Triburbia is a mosaic of stories about self-analysis, marriages and children, a sort of chick lit told from a male point of view. These fathers are writer, sound engineer, gangster, photographer, … Not blue collar, not white collar either, part of an undefined class I’ll call artistic. These men have jobs with flexible hours and meet for breakfast in a café after dropping the children to school. That’s how they met, actually, through their offspring going to the same school.
They all arrived in Tribeca before it was trendy and witnessed the gentrification of the neighborhood. They have the classic angst seen in chick lit: how’s my marriage doing? Shall cheat with M. X’s wife? How are my children compared to others? Am I getting old? Am I successful? Where did my dream go? They’re as vapid as the characters of Notting Hell by Rachel Johnson.
What makes a big difference with chick lit though, is Greenfeld’s style. I read him in French, so I don’t have quotes but he has a knack for colorful and humorous descriptions. If you want to discover his style, have a look at Guy’s review, here.
Although Greenfeld gives a good picture of the gentrification process of Tribeca but I couldn’t muster a lot of interest for these self-absorbed men, their snotty daughters or their wives. They have unconventional professions, crave for success and despise people who have regular jobs, especially bankers, accountants and the like. (We’re in Manhattan, remember, so high paying job often involve working in the finance industry) Finance is too grown-up, not glamorous enough. I found them judgmental, snobbish and shallow. Having children is not a good enough reason to stop smoking pot or behaving like teenagers.
The book is divided in chapters whose titles are the address of the character who stars in it. It is a way to show how snobbish people are, the location of your loft matters. We discover this little microcosm, how people are linked to one another. The characters pop up from one chapter to the other as the reader makes the links between the members of this tribe. They are under pressure to be rich with an artistic job, which isn’t easy to achieve. These men don’t admire Hemingway and his Moveable Feast. They have no admiration for filthy poor but underestimated artists, they only have admiration for artists who are as rich as a hedge fund managers. In other words, they want to have their cake and eat it: the liberty to create with the financial wealth of a yuppie job.

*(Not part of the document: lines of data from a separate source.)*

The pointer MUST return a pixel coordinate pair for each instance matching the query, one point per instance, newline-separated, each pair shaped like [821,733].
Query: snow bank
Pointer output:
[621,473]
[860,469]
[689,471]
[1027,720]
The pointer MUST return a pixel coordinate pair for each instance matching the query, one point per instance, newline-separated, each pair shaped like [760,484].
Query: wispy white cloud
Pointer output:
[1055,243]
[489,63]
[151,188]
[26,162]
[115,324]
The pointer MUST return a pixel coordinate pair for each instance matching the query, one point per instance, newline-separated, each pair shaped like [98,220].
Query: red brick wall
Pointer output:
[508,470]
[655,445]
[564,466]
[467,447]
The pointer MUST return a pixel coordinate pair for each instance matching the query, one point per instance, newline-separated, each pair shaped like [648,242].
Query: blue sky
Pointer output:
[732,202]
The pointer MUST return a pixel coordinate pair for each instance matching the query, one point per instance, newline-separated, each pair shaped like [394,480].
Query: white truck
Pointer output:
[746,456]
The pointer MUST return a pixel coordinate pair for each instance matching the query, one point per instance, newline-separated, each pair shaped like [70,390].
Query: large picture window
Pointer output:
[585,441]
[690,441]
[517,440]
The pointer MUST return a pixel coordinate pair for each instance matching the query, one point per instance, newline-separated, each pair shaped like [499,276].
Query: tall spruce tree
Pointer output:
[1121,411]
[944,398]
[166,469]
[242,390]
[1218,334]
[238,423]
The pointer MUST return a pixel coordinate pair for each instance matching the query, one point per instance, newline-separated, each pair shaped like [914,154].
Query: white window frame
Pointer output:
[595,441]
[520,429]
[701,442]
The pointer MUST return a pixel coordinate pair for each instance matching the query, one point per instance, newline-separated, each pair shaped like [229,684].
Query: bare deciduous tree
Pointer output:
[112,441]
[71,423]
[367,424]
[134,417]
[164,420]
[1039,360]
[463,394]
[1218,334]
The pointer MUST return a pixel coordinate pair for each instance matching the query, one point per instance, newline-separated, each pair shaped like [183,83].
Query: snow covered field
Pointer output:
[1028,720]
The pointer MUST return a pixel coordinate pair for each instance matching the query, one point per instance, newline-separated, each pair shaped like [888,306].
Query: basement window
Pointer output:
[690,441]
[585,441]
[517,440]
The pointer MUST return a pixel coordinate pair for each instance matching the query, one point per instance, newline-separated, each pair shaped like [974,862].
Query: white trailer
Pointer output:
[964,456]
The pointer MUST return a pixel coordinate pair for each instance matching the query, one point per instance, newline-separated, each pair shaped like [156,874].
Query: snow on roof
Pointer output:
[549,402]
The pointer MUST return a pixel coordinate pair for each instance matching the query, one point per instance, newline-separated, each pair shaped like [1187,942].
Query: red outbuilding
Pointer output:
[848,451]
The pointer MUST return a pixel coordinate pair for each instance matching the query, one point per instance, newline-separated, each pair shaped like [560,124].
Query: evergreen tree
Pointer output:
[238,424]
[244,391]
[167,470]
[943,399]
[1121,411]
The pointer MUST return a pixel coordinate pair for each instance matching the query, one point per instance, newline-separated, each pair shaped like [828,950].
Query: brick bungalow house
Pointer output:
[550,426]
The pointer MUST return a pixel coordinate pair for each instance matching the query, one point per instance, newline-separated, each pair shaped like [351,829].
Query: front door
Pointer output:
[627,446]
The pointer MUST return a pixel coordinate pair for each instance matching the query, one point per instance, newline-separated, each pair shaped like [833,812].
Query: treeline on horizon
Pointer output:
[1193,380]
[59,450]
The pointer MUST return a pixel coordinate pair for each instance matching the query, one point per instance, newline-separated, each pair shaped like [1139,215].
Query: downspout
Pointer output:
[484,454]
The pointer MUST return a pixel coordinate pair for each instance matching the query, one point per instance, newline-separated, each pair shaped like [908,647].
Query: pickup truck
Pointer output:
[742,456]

In the end, this milieu is as codified and rigid as the bourgeoisie. The codes are different, that’s all. You must be rich but appear not to care about money. You must live as if common rules didn’t apply to you: it’s not a big deal if the children are late to school, or if you do drugs. You must live in a loft. They are supposed to be free of social codes but they just created new ones, the live-as-a-cool-and-successful-artistic-family code. The biggest difference with their bourgeois counterparts is that they don’t have trophy wives. These men have married women with successful careers, women who didn’t give up their jobs when their first child was born to become stay-at-home mothers and PTA wonders.
This Tribeca tribe questions their life choices and for the most, their career happened by chance. They had an opportunity, they seized it or drifted from their original dream to something else. They cheat on their partner but don’t necessary want a divorce. They realize that their couple may not be so great, that their family might be a façade. To me, they looked like a team of immature Peter Pans who think they are superior to others but have the same mid-life crisis as anyone.
Triburbia has good critics but I thought it was as futile as its characters. I always have trouble sympathizing with self-indulgent trendy-lefties who look down on non-artistic people. It’s a form of haughtiness that is not becoming. The gentrification process of the neighborhood was interesting to follow, as traditional shops are pushed to close or move out as rents increase. Greenfeld’s writing is the redeeming quality of the novel. He really nailed Tribeca’s inhabitants with a great sense of humor.